Wstaję po 8-mej i się pakuję. O 9:30 jest dopiero śniadanie; trochę późno jak na wyjazd, ale możliwość najedzenia się wszystko rekompensuje :P Płatki i chleb z dżemem do oporu. Z pozostałego pieczywa robię kanapki na drogę. Wyjeżdżam o 10:25. Pogoda słoneczna, mało chmur, jakieś 27' :) Pierwsze kilometry ciągle w dół. Potem chopki z jednym, większym podjazdem. Wyjeżdżając z Ropy - średnia prawie 28 0.o
Ale od razu po wjeździe na DK28 zaczyna się z 4-5km podjazdu i średnia spada do 24... Potem zjazd i ponad 25 średniej.
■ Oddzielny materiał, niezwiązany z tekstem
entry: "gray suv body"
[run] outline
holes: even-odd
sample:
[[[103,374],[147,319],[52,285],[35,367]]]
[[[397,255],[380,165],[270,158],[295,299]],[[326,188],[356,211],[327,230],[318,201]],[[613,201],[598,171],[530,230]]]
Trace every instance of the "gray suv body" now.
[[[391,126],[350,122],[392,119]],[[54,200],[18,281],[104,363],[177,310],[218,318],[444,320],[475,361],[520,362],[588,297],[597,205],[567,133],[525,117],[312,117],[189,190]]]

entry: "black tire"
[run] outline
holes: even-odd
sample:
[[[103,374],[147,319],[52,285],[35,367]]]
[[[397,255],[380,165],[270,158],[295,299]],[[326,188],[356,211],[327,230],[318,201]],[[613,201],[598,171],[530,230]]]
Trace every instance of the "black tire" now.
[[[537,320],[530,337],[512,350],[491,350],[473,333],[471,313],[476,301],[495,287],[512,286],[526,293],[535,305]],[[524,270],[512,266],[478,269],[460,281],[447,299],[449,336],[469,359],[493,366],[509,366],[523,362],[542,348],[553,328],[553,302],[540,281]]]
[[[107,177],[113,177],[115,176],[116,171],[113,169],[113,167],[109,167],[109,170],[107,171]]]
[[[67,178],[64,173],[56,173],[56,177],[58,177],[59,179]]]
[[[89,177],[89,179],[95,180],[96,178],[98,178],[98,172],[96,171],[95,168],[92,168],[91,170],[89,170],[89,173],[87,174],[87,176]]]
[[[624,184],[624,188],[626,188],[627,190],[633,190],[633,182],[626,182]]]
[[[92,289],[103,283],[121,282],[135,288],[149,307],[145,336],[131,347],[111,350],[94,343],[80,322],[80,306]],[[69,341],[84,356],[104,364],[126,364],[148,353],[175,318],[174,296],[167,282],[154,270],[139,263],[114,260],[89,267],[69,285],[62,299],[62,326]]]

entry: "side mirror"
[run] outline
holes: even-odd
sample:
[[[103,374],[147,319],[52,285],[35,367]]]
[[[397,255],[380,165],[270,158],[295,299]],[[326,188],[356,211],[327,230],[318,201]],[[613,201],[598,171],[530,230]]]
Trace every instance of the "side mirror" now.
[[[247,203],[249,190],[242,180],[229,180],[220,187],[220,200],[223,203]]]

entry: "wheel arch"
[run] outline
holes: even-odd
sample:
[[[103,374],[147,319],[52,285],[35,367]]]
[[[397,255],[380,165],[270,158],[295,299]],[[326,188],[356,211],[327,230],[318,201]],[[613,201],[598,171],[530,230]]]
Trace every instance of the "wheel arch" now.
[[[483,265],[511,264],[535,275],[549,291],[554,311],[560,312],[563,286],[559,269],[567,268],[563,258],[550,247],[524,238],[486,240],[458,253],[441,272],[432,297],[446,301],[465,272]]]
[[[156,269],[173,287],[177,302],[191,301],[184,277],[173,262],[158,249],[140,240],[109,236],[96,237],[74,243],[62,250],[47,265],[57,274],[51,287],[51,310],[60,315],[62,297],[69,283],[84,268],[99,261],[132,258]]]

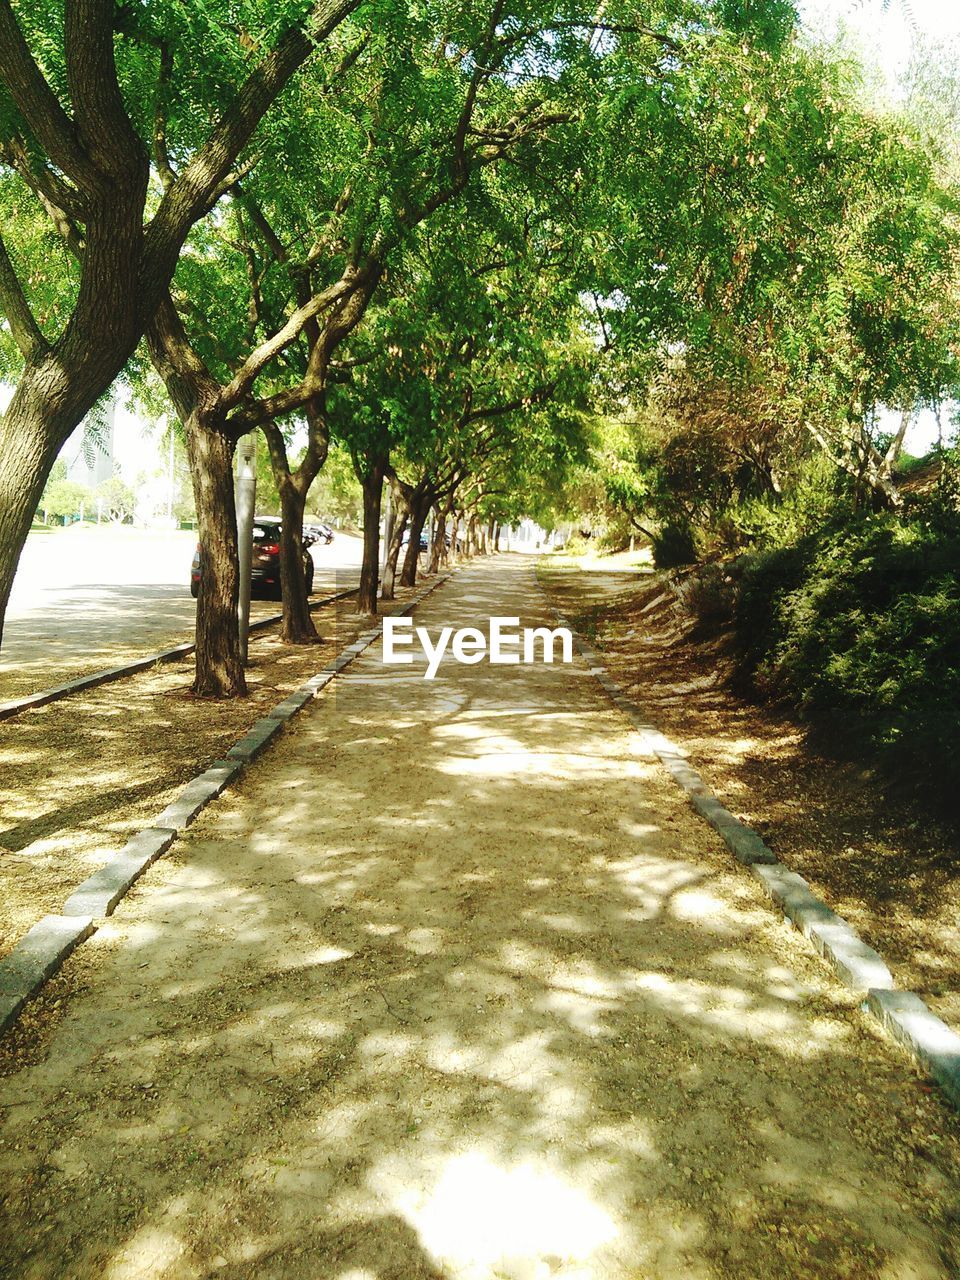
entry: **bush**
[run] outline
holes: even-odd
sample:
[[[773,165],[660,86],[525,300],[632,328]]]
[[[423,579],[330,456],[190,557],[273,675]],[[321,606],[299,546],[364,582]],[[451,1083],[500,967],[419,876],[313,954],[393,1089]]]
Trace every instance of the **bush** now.
[[[725,627],[736,606],[736,583],[729,565],[708,564],[692,573],[681,588],[686,608],[710,627]]]
[[[664,525],[653,542],[653,563],[657,569],[679,569],[695,564],[697,544],[686,524]]]
[[[932,510],[932,509],[931,509]],[[960,521],[836,521],[746,568],[739,672],[940,800],[960,786]]]
[[[830,520],[847,487],[826,458],[807,458],[782,497],[765,494],[729,506],[715,522],[718,543],[728,552],[790,546]]]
Zjeżdżam na wojewódzką 981 w kierunku Tarnowa. Ogólnie w dalekich trasach nie preferuję wojewódzkich szlaków, ale ta droga jest w sumie w porządku. Później jadę DW980, chwilowo DK 75 i DW966 prowadzącą prosto do Wieliczki. Ale ta droga to już istna tragedia. W większości tragiczny asfalt albo połatane dziury. Równiutka nawierzchnia to może 5% całej DW966... Nie dziwi mnie to, że był na niej praktycznie zerowy ruch - kierowcy wolą jechać krajową na Kraków - ciut dłużej, ale przynajmniej równą drogą.
Teren nadal pagórkowaty, głównie zjazdy i podjazdy. Ale jeden zjazd jest warty ''zapamiętania'' - 15%! Nawierzchnia o dziwo w nienagannym stanie, więc chyba mam okazję na 80km\h! I co? 60 z groszami... Bezsens.
Przed Wieliczką jeszcze kilka podjazdów, zjazdów. Ale już w drodze na Kraków teren się ''prostuje'', więc i tempo wzrasta zauważalnie :) Jedzie mi się rewelacyjnie, mimo ponad 160km na liczniku. W Krakowie jestem przed 18-stą. Pytam też ludzi, jak dotrzeć na rynek. Od ostatniego razu bycia tutaj już zwyczajnie nie pamiętam.
Chwilę posiedziałem na rynku i czas wracać. Pytam ludzi, jak dojechać na wylotową DK44, na Skawinę. Chyba po godzinie dopiero znajduję się na tej drodze... Zero oznakowań na to miasto! Tragedia! Ale teraz tylko prosto na Mikołów i jestem praktycznie w domu :) Na przystanku jeszcze jem pól chleba i 3 batony. Ogólnie nie czuję zmęczenia, baaa - mam już prawie 190km przejechane i zamierzam zwiększyć tempo! :D Tu już gór nie ma :P To oryginale siodełko jest fatalne na długie trasy. Ze Skawiny na Tychy pół dystansu jechałem na stojąco. Szybkim tempem to się nawet fajnie i wygodnie tak jechało :>
W Tychach postój na stacji przy Tyskim browarze. Jem resztę chleba i 2 batony.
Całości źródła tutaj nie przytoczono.